Love cannot be separated from sacrifice, especially not any true love, worthy of the title and worthy of Christ. As the Triduum unfolds and we are drawn more into the beautiful texts of the liturgy, we understand that loving one another as He loved us, necessitates loving God above all. It is only when we have learnt to do so can we properly love one another according to the manner to which we are called. Indeed in order to effect a love of God or neighbour, we must learn to sacrifice and die to self. Our fallen nature finds it all too easy to fall into self-love. Thus, we cannot read these lines from St. John, calling us to love in the manner of Christ, without marrying them with this command: “if any man will come after me, let him deny himself, and take up his cross, and follow me”. (Matthew 16:24). 
Christ’s love in the Eucharist.

The new command of love which is contained in the New Testament is the precept which we see embodied in Christ, as He gave Himself to us in the Holy Eucharist and upon the cross. Cornelius a Lapide mentions when commentating upon this line, that Christ is thus saying: 

because I have loved you in a new and especial manner, taking upon Me your flesh and giving it to you by means of the Eucharist which I have just instituted as the food of your soul, that in this Sacrament I might unite you all to Me, and to one another in Me. (1)

In an unprecedented time when our access to the Holy Mass is nigh impossible, even during the Triduum, we can take solace in the fact that whilst we cannot physically receive the Holy Eucharist, Christ is nevertheless truly present, longing to give Himself to us. His love for us has resulted in His becoming ‘the Divine prisoner’ in tabernacles throughout the world. Normally we have but to enter the church to see the flickering lamp indicating God’s presence before us. His constant presence as an act of His love requires a corresponding act on our behalf - namely to  be ever present before God. This entails maintaining the presence of God in our daily lives, thus ensuring that our actions are in constant unity with the Divine will.
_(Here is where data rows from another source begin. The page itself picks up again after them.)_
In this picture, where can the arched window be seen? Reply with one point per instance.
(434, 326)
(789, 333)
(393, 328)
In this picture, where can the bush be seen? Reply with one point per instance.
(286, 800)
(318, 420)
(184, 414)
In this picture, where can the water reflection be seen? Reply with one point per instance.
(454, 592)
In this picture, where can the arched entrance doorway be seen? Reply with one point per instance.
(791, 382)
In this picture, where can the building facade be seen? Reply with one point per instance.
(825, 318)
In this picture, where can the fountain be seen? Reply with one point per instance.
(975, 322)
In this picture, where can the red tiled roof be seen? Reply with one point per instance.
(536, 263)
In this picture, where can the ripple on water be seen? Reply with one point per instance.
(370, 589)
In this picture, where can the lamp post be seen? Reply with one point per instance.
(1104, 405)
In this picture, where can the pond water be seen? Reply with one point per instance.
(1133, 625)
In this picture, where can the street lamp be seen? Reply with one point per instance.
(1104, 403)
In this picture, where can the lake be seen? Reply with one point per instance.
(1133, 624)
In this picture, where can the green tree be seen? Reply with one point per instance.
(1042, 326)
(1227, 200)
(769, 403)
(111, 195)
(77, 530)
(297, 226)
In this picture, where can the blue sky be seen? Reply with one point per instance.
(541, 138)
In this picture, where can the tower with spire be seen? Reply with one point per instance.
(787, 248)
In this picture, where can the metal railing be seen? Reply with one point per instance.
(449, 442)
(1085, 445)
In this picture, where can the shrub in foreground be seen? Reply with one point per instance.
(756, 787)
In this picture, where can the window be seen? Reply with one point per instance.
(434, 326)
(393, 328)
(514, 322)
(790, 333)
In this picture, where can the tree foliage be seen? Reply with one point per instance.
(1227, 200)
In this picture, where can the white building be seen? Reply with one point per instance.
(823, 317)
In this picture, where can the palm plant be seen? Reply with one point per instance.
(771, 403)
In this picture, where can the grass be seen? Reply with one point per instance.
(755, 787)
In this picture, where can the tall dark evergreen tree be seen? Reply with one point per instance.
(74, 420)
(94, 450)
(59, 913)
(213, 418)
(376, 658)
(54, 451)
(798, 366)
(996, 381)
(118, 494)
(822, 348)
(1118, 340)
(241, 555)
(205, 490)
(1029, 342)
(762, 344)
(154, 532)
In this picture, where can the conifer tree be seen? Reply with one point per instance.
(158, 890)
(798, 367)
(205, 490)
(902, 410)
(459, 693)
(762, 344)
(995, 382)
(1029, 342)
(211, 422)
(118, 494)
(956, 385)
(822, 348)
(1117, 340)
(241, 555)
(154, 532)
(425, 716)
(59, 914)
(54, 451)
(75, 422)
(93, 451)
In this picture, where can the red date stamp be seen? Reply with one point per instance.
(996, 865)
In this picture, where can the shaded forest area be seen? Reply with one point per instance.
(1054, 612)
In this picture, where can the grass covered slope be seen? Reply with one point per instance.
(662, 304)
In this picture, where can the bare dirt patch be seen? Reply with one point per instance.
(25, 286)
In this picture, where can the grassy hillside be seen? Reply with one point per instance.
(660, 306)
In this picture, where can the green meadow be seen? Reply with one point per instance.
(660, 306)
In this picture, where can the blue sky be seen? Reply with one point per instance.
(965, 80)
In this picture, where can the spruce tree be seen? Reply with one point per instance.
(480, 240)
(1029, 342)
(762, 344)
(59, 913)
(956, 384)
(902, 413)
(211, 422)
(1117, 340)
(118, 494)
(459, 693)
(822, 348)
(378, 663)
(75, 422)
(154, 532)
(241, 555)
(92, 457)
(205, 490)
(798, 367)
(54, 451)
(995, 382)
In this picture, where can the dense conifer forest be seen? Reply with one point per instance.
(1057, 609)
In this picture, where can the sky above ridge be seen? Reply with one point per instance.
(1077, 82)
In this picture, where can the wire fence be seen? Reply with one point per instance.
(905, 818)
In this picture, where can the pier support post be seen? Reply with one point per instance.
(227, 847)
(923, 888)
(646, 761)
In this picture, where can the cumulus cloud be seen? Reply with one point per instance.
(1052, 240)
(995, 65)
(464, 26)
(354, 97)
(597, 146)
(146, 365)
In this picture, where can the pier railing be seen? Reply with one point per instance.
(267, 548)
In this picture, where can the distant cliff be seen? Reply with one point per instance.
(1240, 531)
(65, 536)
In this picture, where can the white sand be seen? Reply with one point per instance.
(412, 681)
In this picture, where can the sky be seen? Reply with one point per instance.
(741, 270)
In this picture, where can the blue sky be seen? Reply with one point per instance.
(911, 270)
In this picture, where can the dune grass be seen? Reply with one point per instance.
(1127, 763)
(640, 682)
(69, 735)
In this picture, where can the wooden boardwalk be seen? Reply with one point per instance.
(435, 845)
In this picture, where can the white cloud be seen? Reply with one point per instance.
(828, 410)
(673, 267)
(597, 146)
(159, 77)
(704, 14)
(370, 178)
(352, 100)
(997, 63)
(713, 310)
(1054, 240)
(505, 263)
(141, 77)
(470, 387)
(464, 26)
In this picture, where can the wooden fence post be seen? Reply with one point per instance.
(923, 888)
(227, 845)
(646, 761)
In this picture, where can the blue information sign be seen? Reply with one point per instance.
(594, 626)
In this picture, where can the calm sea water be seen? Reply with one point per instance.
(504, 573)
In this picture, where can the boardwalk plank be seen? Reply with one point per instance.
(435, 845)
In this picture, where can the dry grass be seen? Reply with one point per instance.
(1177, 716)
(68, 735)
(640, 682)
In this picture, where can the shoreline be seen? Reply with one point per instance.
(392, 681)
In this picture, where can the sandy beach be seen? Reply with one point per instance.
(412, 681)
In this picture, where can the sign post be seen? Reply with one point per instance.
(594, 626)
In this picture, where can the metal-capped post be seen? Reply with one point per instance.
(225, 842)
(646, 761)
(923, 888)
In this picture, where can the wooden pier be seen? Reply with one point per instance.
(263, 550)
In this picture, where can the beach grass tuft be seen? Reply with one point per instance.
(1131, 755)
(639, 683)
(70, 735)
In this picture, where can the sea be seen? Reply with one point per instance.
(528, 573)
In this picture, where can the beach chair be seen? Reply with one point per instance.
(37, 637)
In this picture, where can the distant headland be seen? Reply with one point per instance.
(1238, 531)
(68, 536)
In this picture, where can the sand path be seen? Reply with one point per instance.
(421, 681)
On Maundy Thursday we recall the occasion of the first mass, offered by Christ in the upper room. It is a time when we feel most cruelly the deprivation of Holy Mass, on a day when we would be flocking to the church to begin the sacred ceremonies of the Triduum. Yet this time can be an occasion to unite ourselves to the sorrowful heart of Mary and share the desolation which she suffered at the cross. Our sorrow can be as nothing compared to hers, and so this separation from the Mass during Holy Week can be a fruitful time to grow in virtue in imitation of her. Such a time can also serve to fill us with renewed zeal and devotion for the Holy Eucharist, upon such time as we might have access to the normal sacramental life of the Church once more. 
Until that time arrives, we must be content with answering the call to imitate the sacrificial love of Christ, without the consolation of the sacraments. If the Church as a whole answers this call to a renewed and genuine imitation of Christ, the graces which would flow from such a widespread conversion would be immense. Just as prayer, fasting and conversion of hearts were necessary to avoid the great calamities of ages past, so also are they needed today. Upon this Maundy Thursday, may we pray that the whole Church returns wholeheartedly to the practice of the love of Christ, as properly manifested by adhering to the will of God and the truths of the faith.


(1) Cornelius a Lapide, Commentary on the Gospel of John, Chapter 13, verse 34.